Domesticating applications, OpenBSD style

Posted Jul 23, 2015 21:59 UTC (Thu) by dlang (guest, #313)
In reply to: Domesticating applications, OpenBSD style by mathstuf
Parent article: Domesticating applications, OpenBSD style

> Maybe I'm just unfamilar with this level of sysadmining, but what do you *do* with all these logs?

Fair question

different things have different uses.

The archive is to recreate anything else as needed and to provide an "authoritative source" in case of lawsuits. How long you keep the logs depends on your company policies, but 3-7 years are common numbers (contracts with your customers when doing SaaS may drive this)

being able to investigate breeches, or even just fraud are reasons for the security folks to care.

for outage investigations (root cause analysis), you want to have the logs from the systems for the timeframe of the outage (and this is not just the logs from the systems that were down, you want the logs from all other systems in case there are dependencies you need to track down). For this you don't need a huge timeframe, but being able to look at the logs during a time of similar load (which may be a week/month/year ago depending on your business) to see what's different may help.

by generating rates of logs of different categories you can spot trends in usage/load/etc

By categorizing the logs and storing them by category you can notice "hey, normally these logs are this size, but they were much larger during the time we had problems" and by doing it per type in addition to per server you can easily see if different servers are logging significantly differently when one is having problems.

Part of categorizing the logs can be normalizing them. If you parse the logs you can identify all 'login' messages from your different apps and extract the useful info from them and output a message that's the same format for all logins, no matter what the source. This makes it much easier to spot issues and alert on problems.

A good approach is what Marcus Ranum coined "Artificial Ignorance"

start with your full feed of logs, sort it to find the most common log messages, If they are significant categorize those longs and push them off for something that knows that category to report on.

Remember that the number of times that an insignificant thing happens can be significant, so generate a rate of insignificant events and push that off to be monitored.

repeat for the next most common log messages.

As you progress through this, you will very quickly get to the point where you start spotting log messages that indicate problems. Pass those logs to an Event Correlation engine to alert on them (and rate limit your alerts so you don't get 5000 pages)

Much faster than you imagine, you will get to the point that the remaining uncategorized logs are not that significant, but also that there aren't very many of them and you can do something like generate a daily/weekly report of the uncategorized messages and have someone eyeball them for oddities (and keep an eye out for new message types you should categorize)

This seems like a gigantic amount of work, but it actually scales well. The bigger your organization the more logs you have, but the number of different _types_ of logs that you have grows much slower than the total log volume.

> It seems that, to me, these log databases are larger than the actual meat of the data being manipulated in many cases.

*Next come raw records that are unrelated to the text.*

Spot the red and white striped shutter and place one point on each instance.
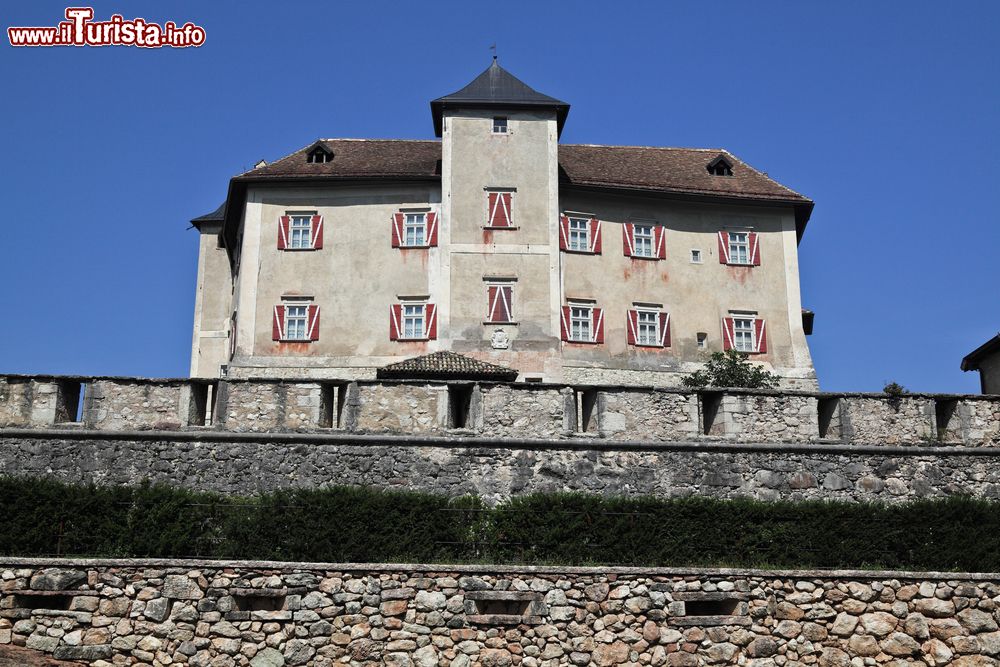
(499, 209)
(564, 329)
(598, 327)
(430, 333)
(564, 232)
(595, 236)
(660, 237)
(397, 230)
(628, 230)
(760, 336)
(278, 323)
(395, 320)
(317, 232)
(664, 329)
(724, 249)
(432, 229)
(727, 333)
(313, 328)
(632, 326)
(283, 224)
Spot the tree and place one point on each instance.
(731, 369)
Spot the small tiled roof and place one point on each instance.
(972, 359)
(496, 87)
(446, 366)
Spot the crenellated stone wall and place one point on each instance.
(229, 614)
(522, 410)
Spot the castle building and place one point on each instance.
(567, 263)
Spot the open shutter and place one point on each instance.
(499, 209)
(598, 327)
(727, 333)
(317, 232)
(660, 237)
(632, 326)
(430, 333)
(397, 230)
(283, 223)
(724, 249)
(595, 236)
(313, 325)
(278, 323)
(760, 336)
(395, 318)
(499, 303)
(432, 230)
(628, 231)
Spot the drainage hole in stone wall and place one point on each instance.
(710, 607)
(56, 602)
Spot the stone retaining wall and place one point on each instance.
(521, 410)
(214, 614)
(497, 469)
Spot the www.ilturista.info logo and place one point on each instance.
(80, 30)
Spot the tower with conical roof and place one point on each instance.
(500, 199)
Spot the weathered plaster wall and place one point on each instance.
(224, 614)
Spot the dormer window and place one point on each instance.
(720, 166)
(319, 154)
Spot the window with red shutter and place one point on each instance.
(499, 304)
(498, 210)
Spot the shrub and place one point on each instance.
(731, 369)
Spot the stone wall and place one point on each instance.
(519, 410)
(495, 469)
(227, 614)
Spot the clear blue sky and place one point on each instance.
(886, 114)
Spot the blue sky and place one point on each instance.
(886, 114)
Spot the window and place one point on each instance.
(499, 302)
(302, 230)
(582, 323)
(498, 209)
(415, 226)
(295, 322)
(413, 321)
(740, 248)
(414, 229)
(579, 234)
(643, 240)
(580, 319)
(743, 334)
(299, 231)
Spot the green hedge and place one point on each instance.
(40, 517)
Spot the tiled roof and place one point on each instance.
(446, 365)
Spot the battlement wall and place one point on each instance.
(492, 410)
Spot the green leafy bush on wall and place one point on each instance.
(41, 517)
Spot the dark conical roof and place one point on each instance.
(496, 87)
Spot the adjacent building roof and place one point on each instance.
(989, 348)
(497, 88)
(446, 366)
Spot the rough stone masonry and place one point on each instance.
(216, 614)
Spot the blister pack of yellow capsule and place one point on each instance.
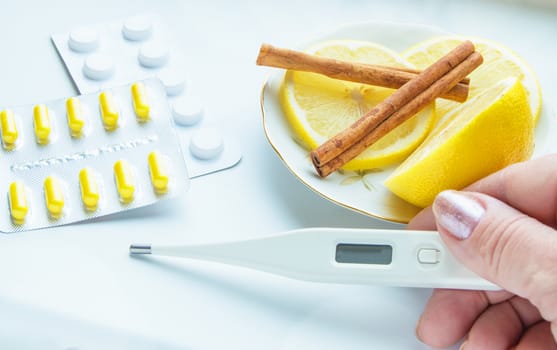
(87, 156)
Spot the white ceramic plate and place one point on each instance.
(361, 191)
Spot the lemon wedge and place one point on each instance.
(499, 63)
(485, 134)
(318, 107)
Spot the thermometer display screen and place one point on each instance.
(374, 254)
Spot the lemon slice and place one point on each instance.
(318, 107)
(499, 63)
(487, 133)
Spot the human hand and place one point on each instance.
(502, 228)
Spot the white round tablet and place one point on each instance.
(98, 67)
(83, 40)
(206, 143)
(137, 28)
(153, 54)
(187, 110)
(174, 81)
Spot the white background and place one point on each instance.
(83, 271)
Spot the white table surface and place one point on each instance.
(83, 273)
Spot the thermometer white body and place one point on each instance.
(400, 258)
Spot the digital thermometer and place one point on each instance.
(400, 258)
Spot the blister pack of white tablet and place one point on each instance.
(122, 51)
(87, 156)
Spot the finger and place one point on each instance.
(502, 245)
(537, 337)
(499, 327)
(530, 187)
(438, 327)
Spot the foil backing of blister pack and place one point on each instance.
(117, 52)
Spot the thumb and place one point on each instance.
(501, 244)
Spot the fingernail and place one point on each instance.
(457, 213)
(418, 329)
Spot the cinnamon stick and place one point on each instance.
(389, 77)
(404, 113)
(363, 126)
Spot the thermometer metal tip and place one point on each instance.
(140, 249)
(357, 256)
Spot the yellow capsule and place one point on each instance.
(18, 201)
(41, 120)
(89, 189)
(158, 171)
(140, 101)
(124, 180)
(109, 110)
(9, 127)
(76, 121)
(54, 197)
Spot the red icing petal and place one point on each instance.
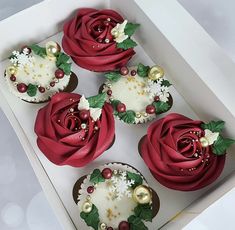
(174, 159)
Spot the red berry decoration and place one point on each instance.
(22, 88)
(124, 71)
(52, 84)
(121, 108)
(13, 78)
(156, 98)
(84, 114)
(150, 109)
(107, 173)
(109, 92)
(133, 72)
(124, 225)
(41, 89)
(90, 189)
(59, 73)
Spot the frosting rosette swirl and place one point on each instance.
(175, 155)
(89, 40)
(71, 133)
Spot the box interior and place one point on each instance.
(191, 97)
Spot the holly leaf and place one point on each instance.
(136, 223)
(131, 28)
(161, 106)
(165, 83)
(221, 144)
(97, 101)
(143, 70)
(38, 50)
(214, 126)
(144, 212)
(128, 116)
(127, 44)
(92, 218)
(113, 76)
(136, 178)
(32, 90)
(61, 58)
(96, 177)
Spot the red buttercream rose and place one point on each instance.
(65, 138)
(172, 151)
(88, 40)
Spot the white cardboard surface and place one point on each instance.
(159, 45)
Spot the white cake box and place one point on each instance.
(199, 70)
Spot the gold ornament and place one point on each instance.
(103, 226)
(155, 73)
(87, 207)
(142, 194)
(12, 70)
(52, 49)
(204, 142)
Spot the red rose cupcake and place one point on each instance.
(99, 40)
(73, 130)
(184, 154)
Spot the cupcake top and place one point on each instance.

That's very common, but it doesn't mean the log data isn't valuable. Remember that I'm talking about a SaaS type environment, not HPC. Even if the service is only being provided to your employees. HPC and scientific simulations use a lot of cpu and run through a lot of data, but they don't generate much in the way of log info.

For example, your bank records are actually very small (what's your balance, what transactions took place), but the log records of your banks systems are much larger because they need to record every time that you accessed the system and what you did (or what someone did with your userid). When you then add the need to keep track of what your admins are doing (to be able to show that they are NOT accessing your accounts and catch any who try), you end up with a large number of log messages for just routine housekeeping.

But text logs are small, and they compress well (xz compression is running ~100:1 for my logfiles), so it ends up being a lot easier to store the data than you initially think. If you are working to do this efficiently, you can also use cheap storage and end up finding that the amount of money you are spending on the logs is a trivial amount of your budget.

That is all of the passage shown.